Brazil!
My wife came home from the long Labor Day weekend and dropped her pants right in front of me. No, she wasn't happy to see me.
She wanted to show me her bruise, which was on her leg and roughly the size and shape of Brazil and the color of meat that has been left out in the hot, hot, sun.
She had other bruises, too—a nasty one on her back where a rib was supposed to be and another on her hip.
I showed my compassion immediately by smirking and then laughing out loud.
See, my wife had driven something like 11 hours (five of which were spent on U.S. Highway 2 between Cut Bank and Browning to fix a flat tire) to attend the state O-Mok-See with her trusty horse, Chili Bean.
O-Mok-See is a Blackfeet term and roughly translates to "Oh-Man-am-I-Sore" in English.
Chili Bean is a 16-year-old quarterhorse. They call them quarterhorses because exactly one-fourth of the time they're predictable and well-behaved. The rest of the time, well, read on dear reader, read on.
At any rate, she and my daughters and some other friends had all hauled their horses over to Big Sandy for the state O-Mok-See to work on their bruises.

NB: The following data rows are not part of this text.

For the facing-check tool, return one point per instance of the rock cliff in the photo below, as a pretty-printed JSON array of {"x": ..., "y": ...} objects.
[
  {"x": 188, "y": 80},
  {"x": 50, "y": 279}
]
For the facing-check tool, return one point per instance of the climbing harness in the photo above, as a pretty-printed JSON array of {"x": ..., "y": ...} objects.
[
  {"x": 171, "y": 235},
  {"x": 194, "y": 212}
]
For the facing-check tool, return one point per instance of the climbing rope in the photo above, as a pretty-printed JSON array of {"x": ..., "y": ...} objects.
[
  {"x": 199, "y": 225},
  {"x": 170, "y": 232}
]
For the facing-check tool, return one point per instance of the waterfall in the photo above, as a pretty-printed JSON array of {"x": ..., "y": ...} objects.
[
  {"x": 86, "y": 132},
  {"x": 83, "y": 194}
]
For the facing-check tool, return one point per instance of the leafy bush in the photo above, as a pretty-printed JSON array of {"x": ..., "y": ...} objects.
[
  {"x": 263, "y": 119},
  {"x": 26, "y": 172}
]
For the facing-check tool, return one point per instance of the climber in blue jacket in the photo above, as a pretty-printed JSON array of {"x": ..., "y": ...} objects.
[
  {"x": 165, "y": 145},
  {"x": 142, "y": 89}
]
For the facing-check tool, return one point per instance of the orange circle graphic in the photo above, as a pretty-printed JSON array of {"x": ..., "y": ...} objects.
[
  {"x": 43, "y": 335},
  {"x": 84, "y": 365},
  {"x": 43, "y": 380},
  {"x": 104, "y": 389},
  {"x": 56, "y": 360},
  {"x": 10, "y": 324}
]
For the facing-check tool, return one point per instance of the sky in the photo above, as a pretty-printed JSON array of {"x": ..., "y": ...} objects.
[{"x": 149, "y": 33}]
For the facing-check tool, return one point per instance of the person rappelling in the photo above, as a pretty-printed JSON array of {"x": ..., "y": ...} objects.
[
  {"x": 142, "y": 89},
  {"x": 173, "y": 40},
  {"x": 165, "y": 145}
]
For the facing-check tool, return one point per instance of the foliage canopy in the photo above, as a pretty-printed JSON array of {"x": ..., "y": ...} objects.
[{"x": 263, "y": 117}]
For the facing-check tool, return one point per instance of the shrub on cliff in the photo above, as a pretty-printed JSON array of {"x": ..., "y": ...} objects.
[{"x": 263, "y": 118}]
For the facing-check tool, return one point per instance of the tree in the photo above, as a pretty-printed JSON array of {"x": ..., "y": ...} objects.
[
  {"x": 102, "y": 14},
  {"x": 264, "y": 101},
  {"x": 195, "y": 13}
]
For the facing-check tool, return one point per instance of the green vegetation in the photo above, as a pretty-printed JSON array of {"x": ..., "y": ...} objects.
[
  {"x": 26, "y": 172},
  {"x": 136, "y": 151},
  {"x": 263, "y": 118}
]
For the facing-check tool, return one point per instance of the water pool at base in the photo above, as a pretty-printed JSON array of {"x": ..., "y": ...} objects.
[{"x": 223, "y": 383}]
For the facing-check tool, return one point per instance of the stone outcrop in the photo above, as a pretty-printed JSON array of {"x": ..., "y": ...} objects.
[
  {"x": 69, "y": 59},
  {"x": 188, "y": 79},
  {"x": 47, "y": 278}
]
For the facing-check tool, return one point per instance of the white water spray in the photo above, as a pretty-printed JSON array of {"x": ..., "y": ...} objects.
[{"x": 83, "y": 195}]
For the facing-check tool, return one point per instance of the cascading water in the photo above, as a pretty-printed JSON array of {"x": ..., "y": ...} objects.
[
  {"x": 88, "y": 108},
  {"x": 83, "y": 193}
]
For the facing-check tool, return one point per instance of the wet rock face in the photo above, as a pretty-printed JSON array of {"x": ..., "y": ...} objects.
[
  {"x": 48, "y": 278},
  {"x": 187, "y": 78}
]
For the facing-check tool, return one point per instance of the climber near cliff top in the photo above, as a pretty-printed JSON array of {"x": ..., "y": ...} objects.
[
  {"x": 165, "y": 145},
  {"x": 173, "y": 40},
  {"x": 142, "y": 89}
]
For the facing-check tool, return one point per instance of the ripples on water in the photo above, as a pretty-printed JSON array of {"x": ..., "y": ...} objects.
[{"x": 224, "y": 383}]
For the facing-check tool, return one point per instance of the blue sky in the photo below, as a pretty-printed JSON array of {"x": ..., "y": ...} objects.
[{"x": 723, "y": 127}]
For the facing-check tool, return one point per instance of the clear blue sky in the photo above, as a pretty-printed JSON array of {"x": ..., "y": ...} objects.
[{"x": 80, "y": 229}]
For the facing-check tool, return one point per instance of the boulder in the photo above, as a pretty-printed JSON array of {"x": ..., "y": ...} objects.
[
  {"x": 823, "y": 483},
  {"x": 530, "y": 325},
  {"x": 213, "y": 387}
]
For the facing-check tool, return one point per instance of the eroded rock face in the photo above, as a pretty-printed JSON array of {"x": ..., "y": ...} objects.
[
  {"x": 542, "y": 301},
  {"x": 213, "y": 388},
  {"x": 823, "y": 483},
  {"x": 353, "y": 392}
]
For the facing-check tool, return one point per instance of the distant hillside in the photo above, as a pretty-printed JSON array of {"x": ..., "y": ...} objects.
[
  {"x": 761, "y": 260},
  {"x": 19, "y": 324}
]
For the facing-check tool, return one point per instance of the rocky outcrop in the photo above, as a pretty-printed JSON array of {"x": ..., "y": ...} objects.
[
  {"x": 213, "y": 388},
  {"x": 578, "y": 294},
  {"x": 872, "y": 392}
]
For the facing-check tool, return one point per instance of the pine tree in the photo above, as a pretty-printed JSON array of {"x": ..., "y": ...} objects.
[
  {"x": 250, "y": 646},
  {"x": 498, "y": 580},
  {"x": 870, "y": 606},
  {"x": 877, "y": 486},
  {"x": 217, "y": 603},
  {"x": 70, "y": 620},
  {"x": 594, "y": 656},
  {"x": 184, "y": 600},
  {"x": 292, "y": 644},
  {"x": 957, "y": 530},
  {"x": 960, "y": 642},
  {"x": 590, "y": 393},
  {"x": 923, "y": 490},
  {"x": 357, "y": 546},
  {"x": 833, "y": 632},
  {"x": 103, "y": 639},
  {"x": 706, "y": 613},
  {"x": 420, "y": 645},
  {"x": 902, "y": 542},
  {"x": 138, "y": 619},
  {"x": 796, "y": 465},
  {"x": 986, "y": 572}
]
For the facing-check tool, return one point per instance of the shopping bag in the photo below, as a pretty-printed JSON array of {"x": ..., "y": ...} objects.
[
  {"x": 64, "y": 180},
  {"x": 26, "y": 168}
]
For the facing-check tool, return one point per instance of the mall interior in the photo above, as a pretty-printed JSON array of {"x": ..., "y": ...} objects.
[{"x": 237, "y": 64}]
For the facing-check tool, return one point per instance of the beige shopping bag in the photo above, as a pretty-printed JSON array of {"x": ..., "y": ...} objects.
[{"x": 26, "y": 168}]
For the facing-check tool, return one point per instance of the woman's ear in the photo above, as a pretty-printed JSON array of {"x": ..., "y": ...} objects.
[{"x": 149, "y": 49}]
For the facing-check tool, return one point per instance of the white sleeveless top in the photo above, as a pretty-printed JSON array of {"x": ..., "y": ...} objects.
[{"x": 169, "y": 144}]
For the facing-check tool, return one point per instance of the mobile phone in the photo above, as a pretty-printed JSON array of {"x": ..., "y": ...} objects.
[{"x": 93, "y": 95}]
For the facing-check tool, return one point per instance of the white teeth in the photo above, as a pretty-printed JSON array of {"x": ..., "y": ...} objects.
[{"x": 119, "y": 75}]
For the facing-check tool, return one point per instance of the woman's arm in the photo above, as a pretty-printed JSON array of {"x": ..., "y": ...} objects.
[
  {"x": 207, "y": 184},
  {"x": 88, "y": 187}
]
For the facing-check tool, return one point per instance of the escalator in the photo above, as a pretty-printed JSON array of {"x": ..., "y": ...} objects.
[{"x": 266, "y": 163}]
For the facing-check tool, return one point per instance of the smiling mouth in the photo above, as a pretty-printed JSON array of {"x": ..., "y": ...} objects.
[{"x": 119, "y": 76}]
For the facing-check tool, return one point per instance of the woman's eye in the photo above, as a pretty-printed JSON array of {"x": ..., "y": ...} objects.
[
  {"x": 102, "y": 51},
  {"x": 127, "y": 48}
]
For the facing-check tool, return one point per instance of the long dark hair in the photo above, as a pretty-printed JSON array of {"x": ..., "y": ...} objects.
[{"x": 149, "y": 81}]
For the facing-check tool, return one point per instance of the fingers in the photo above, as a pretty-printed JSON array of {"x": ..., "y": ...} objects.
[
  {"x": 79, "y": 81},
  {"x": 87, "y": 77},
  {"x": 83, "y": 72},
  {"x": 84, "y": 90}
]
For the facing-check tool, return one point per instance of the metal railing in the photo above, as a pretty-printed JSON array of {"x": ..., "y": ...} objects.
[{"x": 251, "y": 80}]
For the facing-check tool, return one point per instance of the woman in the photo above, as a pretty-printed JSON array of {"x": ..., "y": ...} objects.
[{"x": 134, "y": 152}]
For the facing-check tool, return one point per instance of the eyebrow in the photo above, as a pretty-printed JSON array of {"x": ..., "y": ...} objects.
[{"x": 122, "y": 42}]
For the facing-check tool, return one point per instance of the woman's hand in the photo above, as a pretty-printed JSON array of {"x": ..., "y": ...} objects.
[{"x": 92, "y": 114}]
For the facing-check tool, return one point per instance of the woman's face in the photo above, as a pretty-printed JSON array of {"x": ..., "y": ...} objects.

My wife came home the big wiener. Because on Saturday in the big first race, called "keyhole," she had what witnesses described later as a "spectacular wipeout."
"I actually heard you hit the ground," said a friend, who at the time was actually in a Port-a-Potty in Fort Benton, a mere 15 miles away.
The wife and horse were doing great in the first half of the race, the part where you race like heck down to the end. It was the turning around part that didn't go so well.
Chili Bean raced down to the end and then put the brakes on in a hurry, and the wife caught the horn on the saddle in a place where it's not good to catch the horn of a saddle and then flipped completely over in a mid-air somersault, landing on the poles that make the "keyhole," and then, eventually, the hard, hard, earth.
It was what we like to call around the Peterson household "the oooof heard round the world."
An EMT came running out and suggested she go to the hospital, but wife opted to take a nap in the front of the pickup instead.
She waited until Monday, when she could barely move, to go the doctor. He checked her out and laughed and told her that her pelvis may have separated from her backbone and, if it did, he'd have to wire the bones back together.
Then he went and played golf.
Two days later, we found out her back is just strained, but the Brazil bruise is quite tender and swollen and she's pretty sure she broke some ribs, which you can't do much about anyway.
So she hobbles around the house, and we take care of her as best as we can. We bring her tea and pillows and change the channel for her when she needs it. She's coming along. She keeps talking about getting back on that horse, and we wonder about the wisdom in that, at least until we've had time to shop for life insurance policies and work out a will.
But she goes back to those first few seconds before the crash.
"It was great," she says with a gleam in her eye. "We were going to win."